The social worker asked each person to describe what had happened. The nurses said John had started to vomit blood on his way to the bathroom and had fallen to the floor. They tried to help him up, with aid from the senior resident and the intern, but all five of them were slipping in the pools of blood. The team got John into a chair and eventually into the bed. The nurses spoke soothingly to him, asking what he needed. The residents started medical care and called the ICU attending and the GI specialists. At that point it still seemed as if John would get through this.

Then the blood came again, covering the team as well as the walls and bedding. When John lost consciousness, the doctors knew that he would not survive and started morphine to make sure he was pain-free. The intern kept her hand on John’s, squeezing his fingers. Two doctors and a nurse stayed there until John took his last breath.

“What I felt as I watched,” the senior resident said, “was how helpless I was in the face of such a catastrophic event. I mean, there was nothing I could do.” She told the two nurses that they were the true caregivers: comforting John, consoling him. “You helped him have dignity in his last moments. I just stood there.”

“I felt like a shitty doctor,” the intern said.

“Listen,” I said, speaking out of turn, “people die.” My voice was too loud. The strain of dozens of patient deaths was behind it. Trying to regain the measured and precise tone I used on the wards, I assured the residents that John was a sick man with end-stage liver disease, and he knew it. He had almost died about six times during his hospitalization, and they had saved him every time. My heart was beating hard in my chest.

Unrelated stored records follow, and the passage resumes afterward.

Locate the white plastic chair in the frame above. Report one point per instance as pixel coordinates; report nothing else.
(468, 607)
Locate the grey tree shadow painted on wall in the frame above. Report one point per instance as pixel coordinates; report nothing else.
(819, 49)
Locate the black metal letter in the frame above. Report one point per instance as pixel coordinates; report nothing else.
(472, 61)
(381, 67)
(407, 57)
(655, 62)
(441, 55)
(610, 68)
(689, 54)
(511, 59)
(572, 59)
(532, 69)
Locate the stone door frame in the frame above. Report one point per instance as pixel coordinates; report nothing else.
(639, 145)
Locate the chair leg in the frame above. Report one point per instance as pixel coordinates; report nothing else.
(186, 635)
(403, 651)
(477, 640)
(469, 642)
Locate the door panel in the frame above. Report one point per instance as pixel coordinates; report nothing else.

“Tell us the story from your perspective,” the psychologist said to me.

I looked at a whiteboard across from me. The ghosts of the words compassion and service were still visible where they’d recently been erased. I took a deep breath and apologized to the intern for being brusque during our phone conversation on the night of John’s death. She said it was OK; if I’d let her open up, she wouldn’t have been able to get through the night. People die, and you just keep working.

“Here’s the truth,” I said. “My first concern wasn’t about what had happened to John. It was primarily about you.” I felt sheepish, admitting that the residents, not the patients, were my top priority. I wished I could have been there to shield them, I said: from the shock, the grief, the sense of helplessness. And the self-judgment.

They were all staring at me as the words continued to spill out: About the complexity of being a doctor, and the way medicine consumes you. About the system that imposes long days of fifteen-minute visits. About the way the kind and respectful patients get overshadowed by the ones who ignore your humanity: The man who calls you a “cunt” because you won’t give him oxycodone. The woman with chronic abdominal pain who has had every test and seen every specialist, but insists you aren’t willing to help her. The ones who take out their awful experiences with other doctors on you.

Finally I told them something another resident had told me: that John’s biggest fear had been that he would die alone. “And he didn’t. You had the courage to sit there with him, amid the trauma and the blood, until he was gone. That’s what you did for him.”

Tears were falling in the room, including, finally, the intern’s. I was glad to see her cry. It meant she was becoming the sort of doctor I still struggle to be.